The recognition was initiated pope Sergiy of a Moscow monastery who himself was a rock musician in the 1970s. He took the opportunity to award the favorite band of his youth when Omega played in Moscow for the first time in May this year. János Kóbor, the singer of the band, was honored with the Grand Cross Order of Merit of the Russian Orthodox Church while the other members of the group were given the Grand Duke Mikhail Aleksandrovich Romanov Commemorative Medal.

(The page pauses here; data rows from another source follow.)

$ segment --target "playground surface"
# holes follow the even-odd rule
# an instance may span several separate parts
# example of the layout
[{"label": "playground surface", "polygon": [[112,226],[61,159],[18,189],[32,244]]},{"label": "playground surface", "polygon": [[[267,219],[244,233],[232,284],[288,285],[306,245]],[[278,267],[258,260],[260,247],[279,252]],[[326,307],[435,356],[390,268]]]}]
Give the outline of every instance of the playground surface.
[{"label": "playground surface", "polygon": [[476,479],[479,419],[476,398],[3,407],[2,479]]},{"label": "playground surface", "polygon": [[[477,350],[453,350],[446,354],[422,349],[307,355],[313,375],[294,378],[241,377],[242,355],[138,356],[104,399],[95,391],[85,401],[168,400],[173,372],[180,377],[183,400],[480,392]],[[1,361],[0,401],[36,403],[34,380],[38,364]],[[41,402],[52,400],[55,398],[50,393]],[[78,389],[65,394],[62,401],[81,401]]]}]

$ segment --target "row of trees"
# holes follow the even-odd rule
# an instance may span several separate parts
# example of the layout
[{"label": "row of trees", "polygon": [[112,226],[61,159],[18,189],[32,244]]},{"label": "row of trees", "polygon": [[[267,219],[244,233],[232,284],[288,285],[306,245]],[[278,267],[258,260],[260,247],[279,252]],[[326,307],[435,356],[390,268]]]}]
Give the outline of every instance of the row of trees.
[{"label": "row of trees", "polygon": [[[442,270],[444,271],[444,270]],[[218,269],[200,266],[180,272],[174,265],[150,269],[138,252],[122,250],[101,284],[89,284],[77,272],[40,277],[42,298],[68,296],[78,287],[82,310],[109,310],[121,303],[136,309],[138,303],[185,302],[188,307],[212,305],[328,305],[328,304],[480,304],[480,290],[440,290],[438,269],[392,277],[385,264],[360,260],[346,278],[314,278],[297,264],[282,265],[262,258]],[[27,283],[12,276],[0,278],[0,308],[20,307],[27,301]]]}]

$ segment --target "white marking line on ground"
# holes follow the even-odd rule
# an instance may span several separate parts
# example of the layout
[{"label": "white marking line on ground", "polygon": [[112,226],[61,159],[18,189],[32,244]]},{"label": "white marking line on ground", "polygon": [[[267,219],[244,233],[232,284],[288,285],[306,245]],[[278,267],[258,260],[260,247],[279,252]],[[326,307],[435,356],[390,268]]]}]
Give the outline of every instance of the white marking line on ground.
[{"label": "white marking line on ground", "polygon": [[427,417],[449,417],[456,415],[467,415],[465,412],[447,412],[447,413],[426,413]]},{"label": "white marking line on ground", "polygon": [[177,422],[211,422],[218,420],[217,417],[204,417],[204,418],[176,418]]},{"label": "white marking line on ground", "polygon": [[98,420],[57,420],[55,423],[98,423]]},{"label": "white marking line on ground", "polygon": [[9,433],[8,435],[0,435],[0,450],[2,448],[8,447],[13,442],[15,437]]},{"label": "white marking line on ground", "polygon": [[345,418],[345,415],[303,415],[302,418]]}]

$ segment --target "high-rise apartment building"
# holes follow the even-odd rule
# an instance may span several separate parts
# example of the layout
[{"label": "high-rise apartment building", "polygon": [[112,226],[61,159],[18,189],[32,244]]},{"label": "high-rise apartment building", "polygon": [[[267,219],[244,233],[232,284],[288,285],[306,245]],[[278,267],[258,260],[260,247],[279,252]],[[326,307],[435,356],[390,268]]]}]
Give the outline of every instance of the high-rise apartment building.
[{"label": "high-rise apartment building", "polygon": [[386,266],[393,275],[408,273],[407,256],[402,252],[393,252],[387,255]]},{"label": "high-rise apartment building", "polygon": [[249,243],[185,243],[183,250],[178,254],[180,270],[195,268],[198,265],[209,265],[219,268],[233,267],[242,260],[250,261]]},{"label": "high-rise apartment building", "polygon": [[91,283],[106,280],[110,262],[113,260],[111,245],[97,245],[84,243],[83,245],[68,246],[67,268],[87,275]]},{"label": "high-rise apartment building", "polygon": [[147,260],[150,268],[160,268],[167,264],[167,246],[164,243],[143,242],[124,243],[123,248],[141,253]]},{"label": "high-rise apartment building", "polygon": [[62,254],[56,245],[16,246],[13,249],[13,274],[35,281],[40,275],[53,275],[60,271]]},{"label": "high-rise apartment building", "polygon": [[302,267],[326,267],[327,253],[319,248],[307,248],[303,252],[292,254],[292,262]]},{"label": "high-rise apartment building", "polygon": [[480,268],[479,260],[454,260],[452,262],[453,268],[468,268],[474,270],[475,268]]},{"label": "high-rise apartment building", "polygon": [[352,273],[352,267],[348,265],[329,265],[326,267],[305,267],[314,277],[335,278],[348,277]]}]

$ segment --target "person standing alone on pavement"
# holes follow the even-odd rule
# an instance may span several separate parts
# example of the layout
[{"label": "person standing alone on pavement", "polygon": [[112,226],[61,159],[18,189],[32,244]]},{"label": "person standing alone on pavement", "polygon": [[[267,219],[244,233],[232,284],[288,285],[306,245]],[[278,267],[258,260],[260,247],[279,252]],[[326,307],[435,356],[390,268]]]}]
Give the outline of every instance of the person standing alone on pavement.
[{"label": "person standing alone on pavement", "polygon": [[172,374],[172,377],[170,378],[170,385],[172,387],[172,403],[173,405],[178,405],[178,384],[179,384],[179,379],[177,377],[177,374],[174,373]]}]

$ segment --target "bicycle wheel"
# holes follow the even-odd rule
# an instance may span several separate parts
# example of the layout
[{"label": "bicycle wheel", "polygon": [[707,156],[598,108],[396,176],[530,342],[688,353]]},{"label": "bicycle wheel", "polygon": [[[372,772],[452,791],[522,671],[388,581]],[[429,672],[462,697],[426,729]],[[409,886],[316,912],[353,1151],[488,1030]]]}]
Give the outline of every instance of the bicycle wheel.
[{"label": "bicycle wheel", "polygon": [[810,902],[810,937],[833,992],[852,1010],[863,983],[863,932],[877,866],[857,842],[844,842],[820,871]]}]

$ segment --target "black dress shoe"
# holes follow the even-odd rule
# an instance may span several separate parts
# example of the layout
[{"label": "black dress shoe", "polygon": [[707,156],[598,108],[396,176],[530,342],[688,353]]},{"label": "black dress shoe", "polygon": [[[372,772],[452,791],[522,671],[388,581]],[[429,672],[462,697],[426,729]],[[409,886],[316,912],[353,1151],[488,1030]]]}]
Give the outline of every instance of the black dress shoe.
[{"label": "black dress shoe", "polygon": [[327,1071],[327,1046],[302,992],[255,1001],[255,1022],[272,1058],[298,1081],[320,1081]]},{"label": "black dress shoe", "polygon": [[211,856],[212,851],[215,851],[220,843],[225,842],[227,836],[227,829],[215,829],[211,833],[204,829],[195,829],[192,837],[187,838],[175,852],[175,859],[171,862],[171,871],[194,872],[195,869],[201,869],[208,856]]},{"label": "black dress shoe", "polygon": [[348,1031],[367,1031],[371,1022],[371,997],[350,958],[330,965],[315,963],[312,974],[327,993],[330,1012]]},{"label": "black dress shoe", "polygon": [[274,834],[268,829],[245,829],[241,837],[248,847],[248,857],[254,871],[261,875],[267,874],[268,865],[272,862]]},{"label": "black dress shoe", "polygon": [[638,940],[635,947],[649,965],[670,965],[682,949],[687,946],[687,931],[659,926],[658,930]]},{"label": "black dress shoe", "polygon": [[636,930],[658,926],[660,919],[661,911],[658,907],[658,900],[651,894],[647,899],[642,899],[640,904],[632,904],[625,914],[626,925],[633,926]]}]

“We were an awfully popular band in the Soviet Union, right after groups like the Beatles and the Rolling Stones,” János Kóbor recalls to Diplomacy & Trade. “Our albums sold like hot cakes but were considered the too liberal by the authorities and we were not allowed to hold concerts in the country. Later, times and politics changed but it was only in the spring of this year that finally, we could appear on stage there.” The day after the concert, they were advised – by people who know Moscow traffic all too well – to leave for the airport early. Members of the group were already on the bus when they were reminded that they were expected in a local monastery, which was actually on the way to the airport.
“We were given a pompous reception in the ceremonial hall of the monastery. To my astonishment, I was given the highest Orthodox Church distinction that a layman can receive,” Kóbor continues. The Grand Cross Order of Merit was handed over by Metropolitan Hilarion Alfeyev, the chairman of the Department of the External Church Relations who flew to Moscow from the United States just for this occasion. “I’m not a religious person but this was a moving ceremony,” he adds.
At the ceremony, pope Sergiy said Omega was a symbol of freedom for the youth in the Soviet Union and greatly contributed – especially singer János Kóbor with his long fair hair and emblematic figure – to the strengthening of relations between the two peoples. The pope added that this distinction was a late expression of appreciation for what Omega did in the 1970s.
This church distinction could not come at a better time for the band whose members – being around 70 years old – are considering launching an oratory-like Omega production that they plan to perform in churches to utilize their great acoustics and ambience. The premier of this series is planned to be held in the cathedral in Szeged, SE Hungary on December 1st this year.
The band’s keyboardist, László Benkõ agrees that it was a great honor to receive this distinction and a great surprise. “We knew that Omega had a big impact to young people in the Soviet Union but we were not aware of its extent. Basically, many youngsters in the Soviet Union learned about the sense of freedom from our songs and we are happy to realize that even now in hindsight as we were reminded by the words of pope Sergiy.” He adds that it was a great experience for the band to realize at the concert this May that most of the audience were actually aware of what the songs were about – so strong were the memories from decades ago.